- Born: Elizabeth Johnson
- Education: The Juilliard School; University of Illinois Urbana-Champaign;
- Occupations: Dancer; choreographer; academic;
- Spouse: Sean Sullivan^{[citation needed]}
- Children: 1^{[citation needed]}

= B.J. Sullivan =

American contemporary dancer

Elizabeth Johnson Sullivan, known professionally as B.J. Sullivan, is an American dancer and choreographer and the founder of safety release technique in postmodern dance.

== Early life and education ==
Elizabeth Johnson Sullivan began her dance training in classical ballet and modern dance with Sandy Stramonine in Walworth, New York. She earned her Bachelor of Fine Arts in Dance from The Juilliard School and her Masters in Fine Arts from the University of Illinois Urbana-Champaign.

== Career ==
After graduating from college, Sullivan danced professionally in the companies of Sue Bernhard, Lorn MacDougal, and Michael Mo and performed in works by Colin Connor, Joe Goode, Gerri Houlihan, Stanley Love, Renee Wadleigh, and Bill Young.

Sullivan is a tenured associate professor of dance at the University of North Carolina at Greensboro's College of Visual and Performing Arts. Her research is in choreography and in her original dance technique. Sullivan discovered Safety Release technique, a postmodern dance technique with a heavy emphasis on floor work and breathing. This technique blends movement principals with somatic and release applications, combining health practicalities with artistic development. She has taught Safety Release technique at Dance New Amsterdam in New York City, Interlochen Arts Academy, and as a summer faculty member of the University of North Carolina School of the Arts.

Sullivan was selected as choreographer for The Yard on Martha's Vineyard three times, and in 1999 she was invited to present a concert of her work for a benefit there.
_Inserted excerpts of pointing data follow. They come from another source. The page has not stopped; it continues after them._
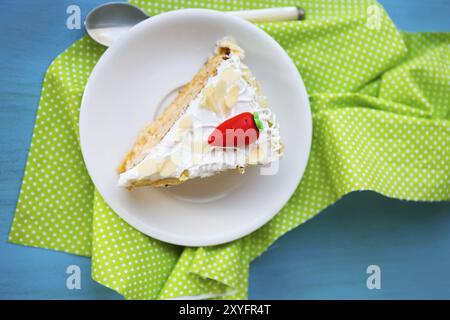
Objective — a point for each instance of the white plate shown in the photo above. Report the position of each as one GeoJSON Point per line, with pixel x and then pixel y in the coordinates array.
{"type": "Point", "coordinates": [130, 85]}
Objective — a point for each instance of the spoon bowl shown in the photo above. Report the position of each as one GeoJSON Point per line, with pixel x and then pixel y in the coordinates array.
{"type": "Point", "coordinates": [108, 21]}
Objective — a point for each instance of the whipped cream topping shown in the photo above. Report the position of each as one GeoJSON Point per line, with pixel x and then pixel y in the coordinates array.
{"type": "Point", "coordinates": [184, 151]}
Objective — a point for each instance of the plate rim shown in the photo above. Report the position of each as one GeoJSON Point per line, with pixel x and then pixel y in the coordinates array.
{"type": "Point", "coordinates": [169, 237]}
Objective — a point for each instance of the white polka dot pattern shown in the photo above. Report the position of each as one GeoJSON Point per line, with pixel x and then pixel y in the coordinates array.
{"type": "Point", "coordinates": [381, 114]}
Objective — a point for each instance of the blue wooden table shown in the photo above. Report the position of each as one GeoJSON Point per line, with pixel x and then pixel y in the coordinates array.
{"type": "Point", "coordinates": [326, 257]}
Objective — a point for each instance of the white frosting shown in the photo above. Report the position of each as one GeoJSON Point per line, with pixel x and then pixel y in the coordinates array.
{"type": "Point", "coordinates": [188, 149]}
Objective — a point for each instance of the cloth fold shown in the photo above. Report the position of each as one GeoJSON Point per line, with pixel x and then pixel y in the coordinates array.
{"type": "Point", "coordinates": [381, 122]}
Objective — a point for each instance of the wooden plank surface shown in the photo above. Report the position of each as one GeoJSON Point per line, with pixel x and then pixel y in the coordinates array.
{"type": "Point", "coordinates": [325, 258]}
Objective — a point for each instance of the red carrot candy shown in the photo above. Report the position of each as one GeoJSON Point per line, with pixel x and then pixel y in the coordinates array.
{"type": "Point", "coordinates": [237, 131]}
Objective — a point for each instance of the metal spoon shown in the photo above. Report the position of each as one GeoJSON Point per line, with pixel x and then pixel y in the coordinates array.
{"type": "Point", "coordinates": [106, 22]}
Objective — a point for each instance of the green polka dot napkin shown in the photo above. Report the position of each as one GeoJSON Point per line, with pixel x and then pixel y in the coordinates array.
{"type": "Point", "coordinates": [381, 113]}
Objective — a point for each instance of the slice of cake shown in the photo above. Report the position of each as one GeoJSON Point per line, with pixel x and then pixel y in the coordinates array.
{"type": "Point", "coordinates": [219, 121]}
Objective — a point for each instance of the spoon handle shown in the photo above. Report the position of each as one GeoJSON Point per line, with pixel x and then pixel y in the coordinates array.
{"type": "Point", "coordinates": [271, 14]}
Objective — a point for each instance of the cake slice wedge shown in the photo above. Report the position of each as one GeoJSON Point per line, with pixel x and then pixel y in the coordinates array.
{"type": "Point", "coordinates": [219, 121]}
She was honored with a Choreographer's Fellowship from the NC Arts Council in 2002. She has shown her work at the North Carolina Dance Festival, Independent Dance Makers in Durham, DNA Gene Pool Series, the Dance Gallery Festival in New York City, the Isadora Project in New York City, Urban Wash Dance Company in New York City, the University of North Carolina School of the Arts, Chelonia Dance Ensemble in Beloit, Wisconsin, Counter Groove Dance Company in Detroit, Michigan, Concepts in Motion in Bermuda, and the Professional School Dance Ensemble in Thessaloniki, Greece. In 2016, her choreography was performed in Vienna, Austria, at Northwestern State University, at SUNY Purchase in New York, Florida State College at Jacksonville, and by Concepts in Motion dance company in Bermuda. She also served as a guest faculty member at the University of Minnesota Twin Cities and James Madison University.

In 2016, Sullivan joined the faculty of the American Dance Festival and The Korean Dance Festival in Seoul, South Korea.

== Personal life ==
Sullivan is married to Sean Sullivan, a former dancer for José Limón and a professor of dance at the University of North Carolina School of the Arts. They have one daughter, Lennon Barrett Sullivan.